Define the Jargon, Humanize the Sale

Jun 12, 2006  •  Post A Comment

By Adam Armbruster

Special to TelevisionWeek

“What’s the difference between marketing and advertising?”

I was posed that question by an older businessman who said he’d never gotten a decent explanation. So of course, the pressure was on to give him a satisfactory answer.

Quickly scanning his office, I noticed trophies for his accuracy in clay shooting. So I decided to use shooting as a metaphor for defining advertising and marketing. “Advertising,” I said, “is the process of pulling the trigger and sending your message out into the world. Marketing is the process of knowing which way to point the gun.”

The businessman smiled, the meeting began, and he became a client.

But the terms “marketing” and “advertising” have wrongly become interchangeable during the past 20 years. Even the terms “marketing” and “sales” have become interwoven to the point where retail salespeople are often referred to as marketing specialists.

Why are clients baffled about the meaning of these words?

Our ever-changing jargon is to blame.

So for media-planning purposes, we propose the following definitions, listed in the order in which they occur:

Marketing: The process of planning the conception, pricing, promotion and distribution of ideas, goods and services to satisfy customers.

Advertising: Calling public attention to a product, a service or a company by means of paid announcements so as to affect perception or arouse consumer desire to make a purchase.

Sales: Transactions that involve the transfer of services or products for money.

Marketing, as we see it, involves the methodical process of identifying both the influencers and the end user of a product or service. In marketing planning we should always consider the fact that human beings seldom make purchases based on their decision alone and that they will often seek the opinions of friends or family.

The term “marketing” is often used to describe many different things. But in its purest form it is really about knowing who in the end is going make a decision to buy and how to best communicate with her.

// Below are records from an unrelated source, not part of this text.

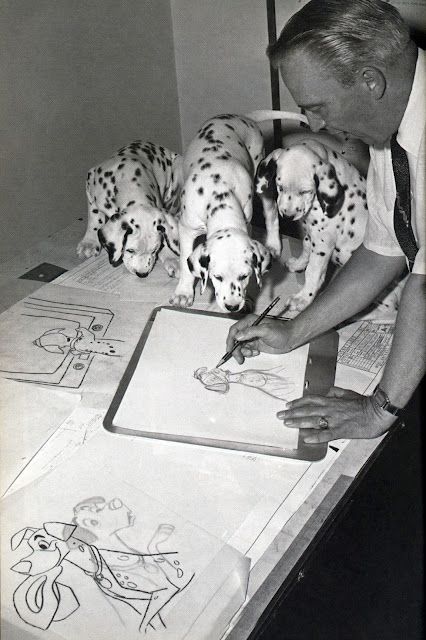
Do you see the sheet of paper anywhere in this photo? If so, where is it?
[1,448,249,640]
[0,284,153,393]
[114,309,308,448]
[335,320,394,395]
[0,378,80,494]
[5,407,104,495]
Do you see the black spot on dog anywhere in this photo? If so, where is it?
[200,255,210,269]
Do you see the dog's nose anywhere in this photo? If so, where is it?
[225,304,240,312]
[109,498,123,510]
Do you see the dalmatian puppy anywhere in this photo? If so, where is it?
[77,141,183,278]
[170,115,271,312]
[255,140,368,315]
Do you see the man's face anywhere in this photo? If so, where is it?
[280,51,388,145]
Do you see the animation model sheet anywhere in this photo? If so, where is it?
[1,456,249,640]
[0,284,152,391]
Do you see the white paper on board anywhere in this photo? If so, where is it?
[114,309,309,448]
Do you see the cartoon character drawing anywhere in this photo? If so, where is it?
[11,497,194,632]
[33,327,123,359]
[194,366,294,400]
[0,297,121,389]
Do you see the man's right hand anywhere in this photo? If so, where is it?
[226,314,293,364]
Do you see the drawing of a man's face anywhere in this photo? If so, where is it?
[74,497,135,536]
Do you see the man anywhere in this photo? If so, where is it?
[227,0,426,443]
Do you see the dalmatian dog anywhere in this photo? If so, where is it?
[77,141,182,278]
[170,115,271,312]
[255,140,368,315]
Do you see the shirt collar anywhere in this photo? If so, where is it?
[397,49,426,155]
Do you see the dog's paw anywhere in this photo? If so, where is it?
[265,240,281,260]
[285,292,313,318]
[169,293,194,307]
[163,258,180,278]
[77,238,101,258]
[285,258,307,273]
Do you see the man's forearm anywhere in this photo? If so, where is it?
[380,274,426,407]
[291,245,405,347]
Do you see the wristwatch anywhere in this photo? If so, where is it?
[371,385,402,416]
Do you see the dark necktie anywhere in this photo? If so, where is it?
[390,133,419,271]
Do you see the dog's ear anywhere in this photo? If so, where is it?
[39,340,65,353]
[250,240,272,287]
[98,216,133,267]
[254,152,278,202]
[10,527,37,551]
[44,522,77,541]
[187,242,210,293]
[314,163,345,218]
[157,211,179,256]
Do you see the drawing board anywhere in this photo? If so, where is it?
[104,308,337,459]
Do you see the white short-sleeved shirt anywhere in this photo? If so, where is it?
[364,49,426,275]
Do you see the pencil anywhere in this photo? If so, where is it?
[216,296,280,369]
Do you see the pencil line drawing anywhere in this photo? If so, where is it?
[194,366,294,400]
[11,496,195,633]
[0,297,124,388]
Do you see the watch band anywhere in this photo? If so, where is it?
[371,385,402,416]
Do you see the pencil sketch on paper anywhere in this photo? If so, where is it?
[194,366,294,400]
[11,496,195,633]
[0,297,124,388]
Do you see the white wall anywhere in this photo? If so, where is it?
[171,0,271,145]
[0,0,180,259]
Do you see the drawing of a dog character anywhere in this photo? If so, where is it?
[11,522,193,631]
[33,327,123,358]
[73,496,188,588]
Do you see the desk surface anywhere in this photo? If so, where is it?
[0,219,383,640]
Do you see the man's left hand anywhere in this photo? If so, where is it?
[277,387,396,444]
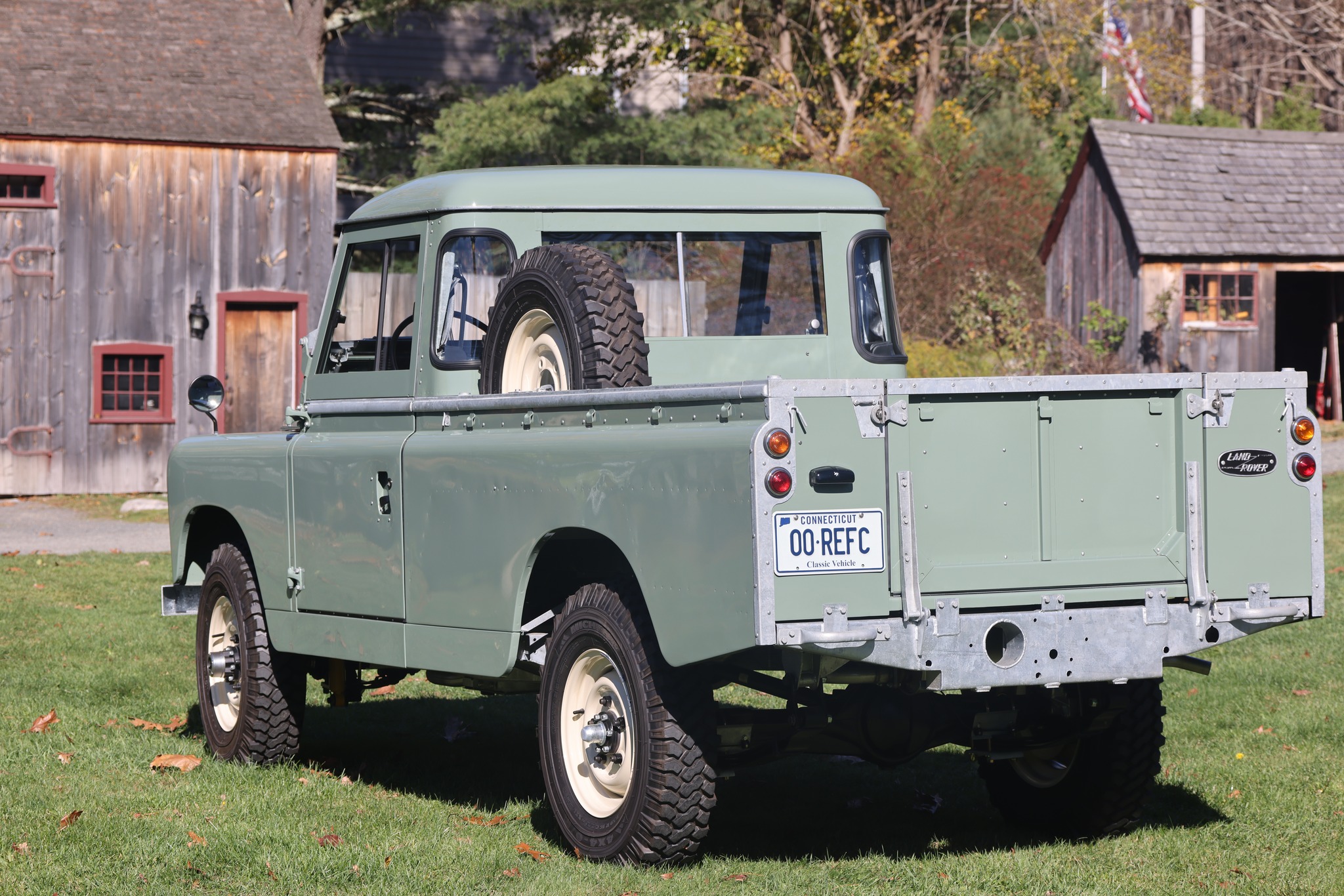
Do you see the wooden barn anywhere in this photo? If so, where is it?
[1040,121,1344,386]
[0,0,340,495]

Only after all of the decisions have been made about who’s buying the product, how she likes to be addressed, what the appropriate tone of the message should be and where she is most likely to see the message should we begin to move toward the advertising plan.

A good example is the 2006 Volkswagen GTI campaign featuring a white-suited German engineer and his blond dominatrix assistant trashing the cars of unwitting young men and then replacing the cars with the new GTI. These ads are being severely criticized by the automotive press, but Volkswagen sales, after a long negative slide, are up 20 percent this year.

Bottom line: These ads are working.

Volkswagen is back on the radar of American car buyers, thanks to a simple commercial that redefined how we feel about Volkswagen. That’s the power of a 30-second spot conceived, written, produced and aired in all the right places and at all the right times because the advertising agency took the time to understand not only who buys a Volkswagen but who is not buying a Volkswagen and why. That’s good marketing research.

Advertising, as described by my mentor, is the “process of translating a human thought to an electronic image, and then into a human experience.” In other words, advertising is using a television commercial to compensate for an opinion void in the mind of a consumer. It’s easy to see when very effective advertising campaigns are built on a solid marketing research effort.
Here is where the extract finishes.